One of Sen no Rikyu's influences on the practice of tea was doing away with these foreign and elaborate tea sets. Rikyu preferred very simple and rustic pieces from Japan, and if they had some kind of flaw, then so much the better -- trying to see beauty in the simple and the imperfect was one of Rikyu's goals throughout his work with the tea ceremony. Today there are many craftsmen in Japan that have studied the kind of ceremony utensils that Rikyu used, and people can visit their studios to examine the process of creating ceramic bowls.
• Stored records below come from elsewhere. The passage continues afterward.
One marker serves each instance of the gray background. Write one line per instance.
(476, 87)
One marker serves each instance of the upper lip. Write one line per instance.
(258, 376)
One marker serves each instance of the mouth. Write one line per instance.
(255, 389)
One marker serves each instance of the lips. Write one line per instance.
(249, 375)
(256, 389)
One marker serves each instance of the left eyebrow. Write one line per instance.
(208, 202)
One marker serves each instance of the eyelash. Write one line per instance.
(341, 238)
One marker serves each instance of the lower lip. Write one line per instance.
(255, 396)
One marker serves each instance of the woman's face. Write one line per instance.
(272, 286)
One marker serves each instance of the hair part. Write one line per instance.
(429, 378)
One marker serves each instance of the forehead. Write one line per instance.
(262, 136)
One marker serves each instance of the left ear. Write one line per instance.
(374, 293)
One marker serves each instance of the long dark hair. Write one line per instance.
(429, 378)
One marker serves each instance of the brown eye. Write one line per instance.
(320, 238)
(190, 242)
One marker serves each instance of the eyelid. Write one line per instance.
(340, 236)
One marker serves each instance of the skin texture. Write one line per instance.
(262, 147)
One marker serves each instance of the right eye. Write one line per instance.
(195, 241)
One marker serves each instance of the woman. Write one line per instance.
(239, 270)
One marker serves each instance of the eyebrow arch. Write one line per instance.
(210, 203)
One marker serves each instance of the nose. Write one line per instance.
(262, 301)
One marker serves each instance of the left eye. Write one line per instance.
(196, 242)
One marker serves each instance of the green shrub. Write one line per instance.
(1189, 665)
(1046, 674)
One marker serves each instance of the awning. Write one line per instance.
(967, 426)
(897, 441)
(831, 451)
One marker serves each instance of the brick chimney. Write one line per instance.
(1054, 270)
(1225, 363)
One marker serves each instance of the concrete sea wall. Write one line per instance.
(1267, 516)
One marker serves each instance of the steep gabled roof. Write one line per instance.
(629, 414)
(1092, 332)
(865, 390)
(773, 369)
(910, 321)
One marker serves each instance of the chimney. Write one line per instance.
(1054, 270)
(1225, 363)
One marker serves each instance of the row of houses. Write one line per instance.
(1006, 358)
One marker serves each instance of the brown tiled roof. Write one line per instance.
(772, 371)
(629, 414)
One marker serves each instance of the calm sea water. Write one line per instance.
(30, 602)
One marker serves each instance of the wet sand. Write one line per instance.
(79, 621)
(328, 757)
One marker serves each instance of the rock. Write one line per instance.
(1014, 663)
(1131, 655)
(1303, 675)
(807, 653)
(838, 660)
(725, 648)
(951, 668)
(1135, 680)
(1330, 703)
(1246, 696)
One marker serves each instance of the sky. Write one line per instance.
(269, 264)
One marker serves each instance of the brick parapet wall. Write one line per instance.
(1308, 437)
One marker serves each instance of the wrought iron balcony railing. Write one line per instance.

Hosting a tea ceremony requires an immense amount of utensils and tools, and there's no shortage of craftsmen and manufacturers who provide the equipment. Collectors could probably spend the rest of their lives acquiring tea sets without ever lacking for something to buy. But for the purposes of this article, we'll cover just a few of the basics that are necessary for a tea ceremony. Depending on the season, hosts need a ro or a furo; a ro is a sunken hearth that is used in the winter, and a furo is a brazier, or a pan that is used in the summer months on an open fire. The ro and the furo provide the heat for boiling the water for the tea.

The kama, or kettle, would be placed atop the ro or furo, full of water from the mizusashi, or water jug. As the water heats, the ceremony host would use additional water to wash the tea bowl, called a chawan. The host would then take the green tea from the usuki, the tea container, using a chashaku, or tea scoop. The host adds the powdered tea to the chawan, and then adds the boiling water with the hishaku, or ladle. Then, the host would take the chasen, a bamboo whisk, to stir the tea, which he would then present to the guests. Throughout the ceremony, several types of napkins and cleaning cloths would also be used.